Ireland Records First Ever Non-Farmer Started Gorse Fire
A GORSE FIRE on the outskirts of the Waterford village of Halladearg has been labeled the first of its kind, as gardaí suspect it wasn’t a farmer who started it, WWN can reveal.
“Usually with a ‘controlled fire’ spread across vast swathes of land endangering houses and sending toxic fumes into the air since it’s a harmless farmer that can be left to it but now it might have been a nature-hating vandal, it’s all hands on deck to find this criminal who has a black hole where their heart should be,” explained a responding garda.
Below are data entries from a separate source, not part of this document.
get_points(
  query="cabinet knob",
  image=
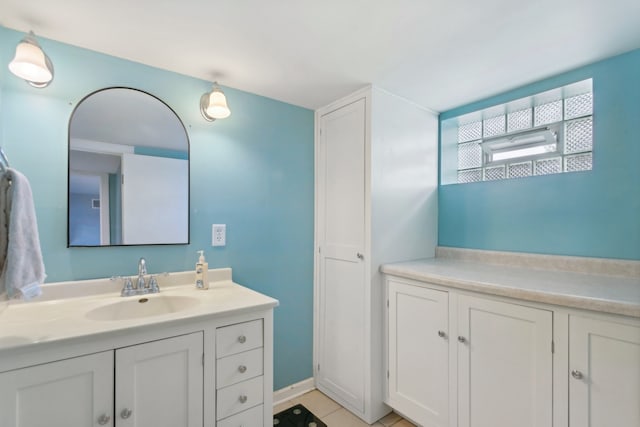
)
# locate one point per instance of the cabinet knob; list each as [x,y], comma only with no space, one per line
[104,419]
[577,374]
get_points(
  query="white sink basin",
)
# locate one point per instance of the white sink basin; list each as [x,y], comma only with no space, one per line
[142,306]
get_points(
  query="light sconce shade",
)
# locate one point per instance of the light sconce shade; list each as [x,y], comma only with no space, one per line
[213,105]
[31,63]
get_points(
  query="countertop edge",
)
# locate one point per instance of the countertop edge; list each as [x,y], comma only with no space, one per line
[557,299]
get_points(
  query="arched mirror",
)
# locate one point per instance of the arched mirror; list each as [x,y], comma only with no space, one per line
[128,171]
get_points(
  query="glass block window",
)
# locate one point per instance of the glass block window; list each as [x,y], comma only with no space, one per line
[469,155]
[547,133]
[470,132]
[493,126]
[550,112]
[519,120]
[578,136]
[548,166]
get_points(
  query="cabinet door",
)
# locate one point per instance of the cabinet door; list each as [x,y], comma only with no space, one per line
[604,364]
[419,353]
[75,392]
[341,217]
[504,364]
[160,383]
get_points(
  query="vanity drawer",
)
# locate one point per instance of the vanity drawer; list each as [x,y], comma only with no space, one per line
[238,338]
[239,397]
[250,417]
[238,367]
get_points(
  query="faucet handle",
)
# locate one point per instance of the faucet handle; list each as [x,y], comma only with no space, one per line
[153,285]
[127,288]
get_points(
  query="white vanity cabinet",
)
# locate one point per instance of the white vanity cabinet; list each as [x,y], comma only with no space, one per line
[505,364]
[604,365]
[75,392]
[156,384]
[160,383]
[458,359]
[418,353]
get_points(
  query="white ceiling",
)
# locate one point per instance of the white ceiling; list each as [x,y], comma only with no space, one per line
[437,53]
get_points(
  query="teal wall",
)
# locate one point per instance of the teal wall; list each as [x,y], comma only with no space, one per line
[594,213]
[252,171]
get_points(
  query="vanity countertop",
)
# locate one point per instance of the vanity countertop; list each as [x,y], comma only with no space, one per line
[53,319]
[597,292]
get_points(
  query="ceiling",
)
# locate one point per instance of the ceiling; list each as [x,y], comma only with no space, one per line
[438,53]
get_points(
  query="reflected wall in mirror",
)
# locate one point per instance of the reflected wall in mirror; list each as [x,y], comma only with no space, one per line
[128,171]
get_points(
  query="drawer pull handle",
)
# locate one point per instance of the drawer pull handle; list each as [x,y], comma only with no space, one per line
[104,419]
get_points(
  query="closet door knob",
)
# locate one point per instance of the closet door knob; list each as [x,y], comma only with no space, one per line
[577,374]
[104,419]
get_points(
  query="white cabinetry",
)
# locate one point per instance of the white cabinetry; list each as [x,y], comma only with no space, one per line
[604,364]
[419,353]
[239,371]
[457,359]
[505,364]
[376,181]
[76,392]
[160,383]
[156,384]
[211,372]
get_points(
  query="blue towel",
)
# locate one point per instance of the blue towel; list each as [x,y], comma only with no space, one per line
[20,253]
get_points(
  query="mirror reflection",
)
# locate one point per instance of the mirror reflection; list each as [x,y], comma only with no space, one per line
[128,171]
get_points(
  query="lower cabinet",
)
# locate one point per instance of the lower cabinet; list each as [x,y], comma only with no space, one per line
[464,359]
[419,353]
[212,373]
[156,384]
[493,368]
[505,364]
[75,392]
[160,383]
[604,364]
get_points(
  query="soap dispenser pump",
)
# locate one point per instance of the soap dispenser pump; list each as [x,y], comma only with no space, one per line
[202,268]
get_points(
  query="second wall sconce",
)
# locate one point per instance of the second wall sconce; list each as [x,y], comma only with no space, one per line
[213,105]
[31,63]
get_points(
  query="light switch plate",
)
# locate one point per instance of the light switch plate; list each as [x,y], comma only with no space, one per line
[218,234]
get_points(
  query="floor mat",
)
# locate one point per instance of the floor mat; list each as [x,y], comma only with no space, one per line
[297,416]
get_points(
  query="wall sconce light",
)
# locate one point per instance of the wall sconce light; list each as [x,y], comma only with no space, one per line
[213,105]
[31,63]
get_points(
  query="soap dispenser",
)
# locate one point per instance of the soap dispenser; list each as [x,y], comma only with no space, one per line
[202,268]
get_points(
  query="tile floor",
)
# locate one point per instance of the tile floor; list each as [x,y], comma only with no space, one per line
[334,415]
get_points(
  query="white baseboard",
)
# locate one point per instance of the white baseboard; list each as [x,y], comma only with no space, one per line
[293,391]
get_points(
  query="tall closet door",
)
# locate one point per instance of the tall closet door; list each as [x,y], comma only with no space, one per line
[341,217]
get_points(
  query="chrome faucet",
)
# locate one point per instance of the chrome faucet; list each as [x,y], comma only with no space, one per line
[141,285]
[142,270]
“Farmer-commenced gorse fires when out-of-season or out-of-control are listed as ‘suicidal self-immolating gorse’ by the State’s scrub pathologist, we don’t even have a word for when a non-farmer does something like this but we’ll catch the bastard who did it,” added the garda, speaking as several out of control gorse fires have raged across the island in recent weeks.
Gardaí have not ruled out the possibility that the fire started as a result of a BBQ or a teenager discovering what happens when you combine a spray deodorant and an open flame, or a gender reveal party gone wrong.
“Could it have been a teenager with a can of Lynx setting a pink/blue BBQ on fire? We can’t rule anything out,’ concluded the guard.
One local farmer has expressed his anger at the action of these vandals.
“They’re not even doing it for the EU grant money. To think a fire that gets out of control and requires the entire county’s fire and rescues services to stop wasn’t started for money; sends a chill down the spine,” explained farmer Tom Guinney.